Andrew Haigh’s 45 Years similarly, traces the gestures of the domestic life in such a way that in his story, too, they reverberate, growing only stronger the smaller they are. The film’s first shot is the shot of a house, downsized by the frame of the landscape but centered, a clear, if gentle, demand on the attention. It is a classic sort of house you might find in an English village, modest, but firm; it knows who and what it is without drawing undue attention to itself. It is, though, essentially a blank. It could be anyone’s home. But, like the first mysterious image in Ixcanul, 45 Years makes the meaning of its first image over the course of the film in such a way that, when the image of the house – in the same framing – is repeated near the end, that meaning is, almost unbearably, full.

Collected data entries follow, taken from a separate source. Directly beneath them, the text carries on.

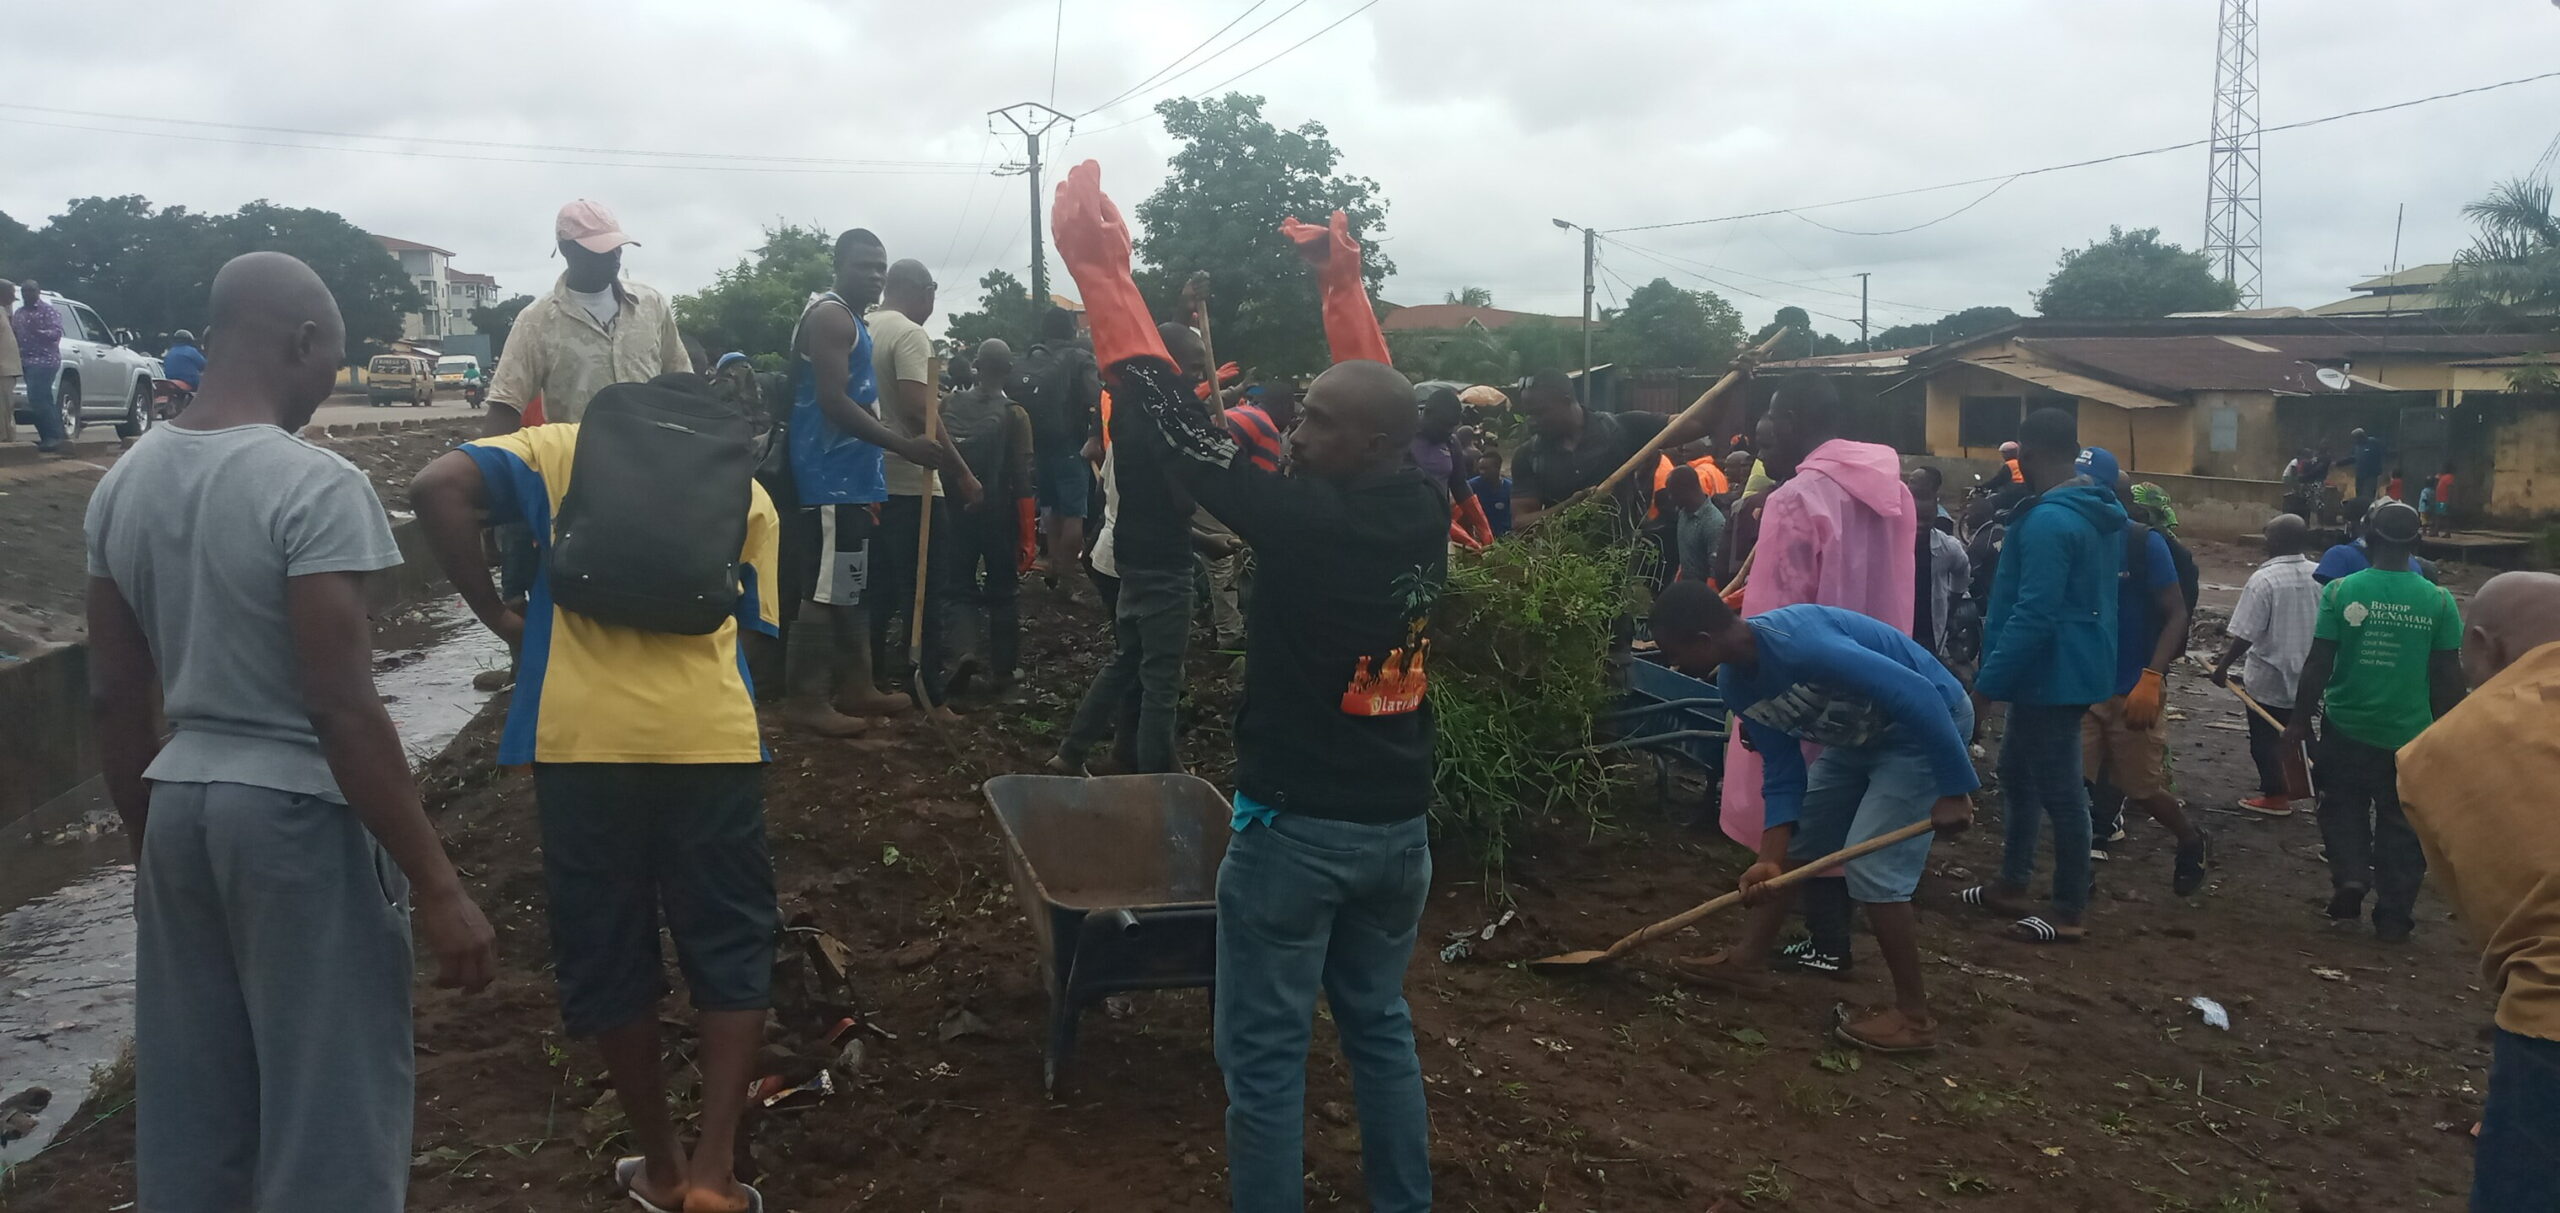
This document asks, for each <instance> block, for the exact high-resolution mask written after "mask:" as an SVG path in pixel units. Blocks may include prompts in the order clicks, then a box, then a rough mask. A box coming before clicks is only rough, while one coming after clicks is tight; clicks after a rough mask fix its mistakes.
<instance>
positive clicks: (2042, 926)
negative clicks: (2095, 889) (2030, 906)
mask: <svg viewBox="0 0 2560 1213" xmlns="http://www.w3.org/2000/svg"><path fill="white" fill-rule="evenodd" d="M2002 934H2007V937H2010V939H2017V942H2020V944H2076V942H2081V939H2089V929H2086V926H2056V924H2051V921H2045V919H2043V916H2035V914H2028V916H2025V919H2017V921H2012V924H2010V929H2007V932H2002Z"/></svg>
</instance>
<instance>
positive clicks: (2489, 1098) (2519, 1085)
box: [2470, 1029, 2560, 1213]
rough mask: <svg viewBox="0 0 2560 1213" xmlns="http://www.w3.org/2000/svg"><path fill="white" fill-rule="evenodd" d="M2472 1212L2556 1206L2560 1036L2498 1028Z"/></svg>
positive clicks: (2473, 1171) (2489, 1212)
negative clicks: (2545, 1034)
mask: <svg viewBox="0 0 2560 1213" xmlns="http://www.w3.org/2000/svg"><path fill="white" fill-rule="evenodd" d="M2470 1210H2473V1213H2522V1210H2540V1213H2550V1210H2560V1042H2547V1039H2540V1036H2519V1034H2514V1031H2506V1029H2499V1042H2496V1044H2493V1047H2491V1054H2488V1100H2486V1106H2483V1108H2481V1144H2478V1146H2473V1162H2470Z"/></svg>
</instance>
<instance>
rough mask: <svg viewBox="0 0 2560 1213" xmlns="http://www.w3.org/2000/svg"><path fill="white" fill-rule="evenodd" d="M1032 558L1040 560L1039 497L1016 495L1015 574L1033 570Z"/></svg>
mask: <svg viewBox="0 0 2560 1213" xmlns="http://www.w3.org/2000/svg"><path fill="white" fill-rule="evenodd" d="M1032 560H1039V499H1032V496H1016V499H1014V576H1024V573H1029V571H1032Z"/></svg>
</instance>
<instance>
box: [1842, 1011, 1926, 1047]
mask: <svg viewBox="0 0 2560 1213" xmlns="http://www.w3.org/2000/svg"><path fill="white" fill-rule="evenodd" d="M1830 1039H1836V1042H1841V1044H1853V1047H1859V1049H1866V1052H1879V1054H1887V1057H1894V1054H1915V1052H1933V1049H1938V1024H1925V1026H1920V1024H1912V1021H1910V1016H1905V1013H1902V1011H1897V1008H1884V1011H1876V1013H1871V1016H1866V1019H1859V1021H1851V1019H1848V1006H1846V1003H1843V1006H1833V1008H1830Z"/></svg>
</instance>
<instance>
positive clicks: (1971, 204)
mask: <svg viewBox="0 0 2560 1213" xmlns="http://www.w3.org/2000/svg"><path fill="white" fill-rule="evenodd" d="M2015 179H2017V177H2002V179H1999V184H1994V187H1989V189H1984V192H1981V194H1979V197H1974V200H1971V202H1966V205H1961V207H1956V210H1948V212H1946V215H1938V218H1935V220H1928V223H1912V225H1910V228H1884V230H1876V233H1861V230H1853V228H1833V225H1828V223H1823V220H1818V218H1812V215H1802V212H1795V210H1789V212H1787V215H1795V218H1800V220H1805V223H1810V225H1815V228H1823V230H1825V233H1841V235H1902V233H1915V230H1920V228H1935V225H1940V223H1946V220H1951V218H1956V215H1964V212H1966V210H1974V207H1979V205H1984V202H1989V200H1992V194H1997V192H2002V189H2007V187H2010V182H2015Z"/></svg>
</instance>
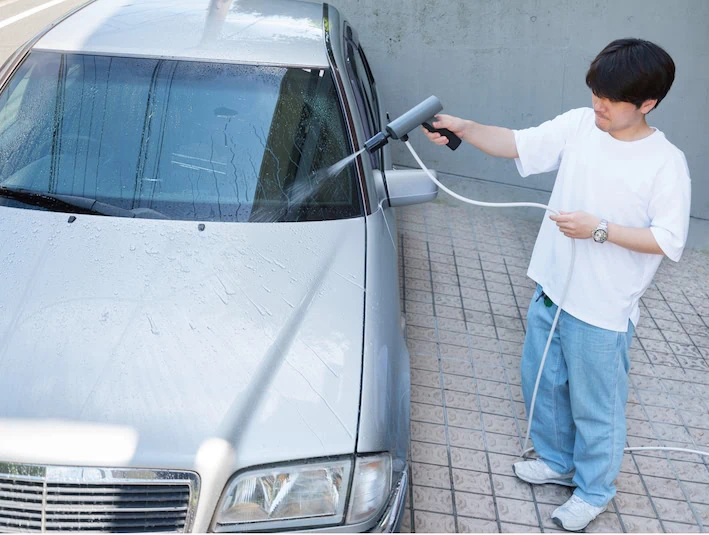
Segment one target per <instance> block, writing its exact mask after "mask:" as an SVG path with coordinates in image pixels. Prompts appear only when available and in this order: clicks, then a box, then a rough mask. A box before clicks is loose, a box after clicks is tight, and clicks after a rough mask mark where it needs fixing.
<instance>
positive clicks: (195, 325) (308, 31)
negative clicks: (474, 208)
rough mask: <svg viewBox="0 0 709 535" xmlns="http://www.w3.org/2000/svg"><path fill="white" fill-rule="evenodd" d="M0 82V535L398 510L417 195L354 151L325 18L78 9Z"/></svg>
mask: <svg viewBox="0 0 709 535" xmlns="http://www.w3.org/2000/svg"><path fill="white" fill-rule="evenodd" d="M0 90H1V93H0V250H1V254H2V262H1V263H0V280H1V281H2V285H1V287H2V290H0V531H16V530H29V531H52V530H77V529H79V530H91V531H114V532H146V531H148V532H154V531H175V532H181V531H199V532H204V531H221V532H229V531H281V530H288V531H291V530H327V531H349V532H352V531H393V530H396V529H398V525H399V523H400V521H401V516H402V512H403V507H404V499H405V495H406V492H407V473H408V470H407V449H408V444H409V401H410V385H409V358H408V353H407V349H406V346H405V343H404V339H403V335H402V323H403V322H402V317H401V311H400V305H399V282H398V271H397V252H396V251H397V230H396V220H395V214H394V209H393V207H395V206H400V205H405V204H412V203H416V202H423V201H426V200H431V199H433V198H434V197H435V196H436V194H437V190H436V188H435V187H433V186H432V185H431V184H430V183H429V181H428V179H427V178H426V177H425V176H423V175H422V174H421V173H420V172H415V171H406V170H393V169H392V165H391V158H390V155H389V152H388V147H385V148H384V149H383V150H380V151H378V152H376V153H375V154H369V153H364V154H362V155H360V156H359V157H356V158H353V157H351V155H354V154H356V153H357V151H359V150H360V148H361V147H362V146H363V144H364V141H365V140H367V139H368V138H369V137H371V136H372V135H374V134H375V133H377V132H379V130H380V129H381V128H382V124H383V122H384V121H385V116H386V115H385V113H384V111H383V106H382V103H381V102H380V100H379V98H378V96H377V91H376V85H375V83H374V79H373V77H372V73H371V71H370V69H369V66H368V64H367V60H366V57H365V55H364V52H363V51H362V48H361V47H360V45H359V43H358V39H357V34H356V33H355V31H354V30H353V29H352V27H351V26H349V25H348V24H347V23H346V22H345V21H344V20H343V19H342V18H341V17H340V15H339V14H338V12H337V10H335V9H334V8H333V7H331V6H328V5H323V4H312V3H306V2H297V1H288V0H239V1H237V2H234V4H233V5H231V2H223V1H220V0H211V2H210V1H209V0H141V1H140V2H135V1H134V0H98V1H96V2H93V3H89V4H88V5H86V6H84V7H83V8H81V9H79V10H77V11H75V12H73V13H72V14H70V15H69V16H67V17H66V18H64V19H63V20H62V21H60V22H59V23H58V24H55V25H53V26H52V27H50V28H48V29H47V30H46V31H44V32H43V33H42V34H41V35H39V36H37V37H36V38H35V39H34V40H32V41H31V42H30V43H28V44H27V45H26V46H25V47H23V48H22V49H21V50H18V51H17V53H16V54H15V55H14V56H13V57H12V58H11V59H10V60H9V61H8V63H7V64H6V65H5V66H4V67H3V68H2V71H0ZM348 157H349V158H348Z"/></svg>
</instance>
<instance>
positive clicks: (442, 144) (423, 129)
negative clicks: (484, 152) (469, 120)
mask: <svg viewBox="0 0 709 535" xmlns="http://www.w3.org/2000/svg"><path fill="white" fill-rule="evenodd" d="M467 123H468V121H466V120H464V119H461V118H460V117H454V116H452V115H445V114H441V115H436V120H435V121H434V122H433V124H432V125H431V126H433V128H447V129H448V130H450V131H451V132H453V133H454V134H455V135H456V136H458V137H459V138H460V139H464V137H463V136H464V135H465V130H466V127H467ZM421 129H422V130H423V133H424V134H426V137H427V138H428V139H430V140H431V141H432V142H433V143H435V144H436V145H447V144H448V138H447V137H445V136H442V135H441V134H439V133H438V132H429V131H428V130H426V129H425V128H424V127H421Z"/></svg>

At the center of the house is a relationship, a thing representing an accumulation of days and of small interactions, and the house and the relationship reside at the center of the film, building significance from the inside out: an offered cup of tea, the antiphonal low humming of two voices, two bodies moving easily around one another in a cramped bathroom, quiet chats in bed that begin simply, without preface. This is what the space of 45 years of married life together looks like, feels like, for Kate (Charlotte Rampling) and for Geoff (Tom Courtenay).

. . . Kate and Geoff’s daily routine, examined over the film’s week – a Monday, Tuesday, Wednesday, Thursday, Friday, and a Saturday – struggles to maintain itself under the pressure of this stranger, and the strain of the pressure plays out within the small interactions between the couple. They are interactions that, from a distance, seem a part of a daily routine, but situated as we are, inside the circle of the home, so intently watching Geoff’s face or Kate’s face, small differences are earthquakes. Geoff smoking a cigarette. Geoff’s note, “I’ve taken the bus to town. Sorry.” Kate’s choice to stay in bed rather than go for her morning walk. Geoff’s choice to go with Kate on her morning walk, rather than stay home. Kate smoking a cigarette. These things, potentially, shatter. Small in themselves, they deviate ever so slightly from the quotidian norm, and a whole world shifts. Who Geoff is, who Kate is, and who they are to each other becomes a fragile thing. It may break in a puff of air.

A 45-year anniversary celebration for the couple closes out the film. It is a grand gesture, and for Kate and Geoff, from within their realm of small intimacies, it feels very grand indeed. They are not sure they should participate in such a thing at all. But they do, and its grandness brings all of its weight to bear on a newly brittle center. A week is a short time, but it is a long time to live with a home intruder, and the question of what of the marriage is after this long week, is the question to which the film inexorably leads.

The answer is the answer we might expect from the world Haigh has given us with Geoff and Kate: intimate, delicate, and complex. Were we outsiders to this world, we would miss it. Insiders though, we see: a tiny thing of dense, compacted import. Taking it in, I am, myself, in danger of breaking.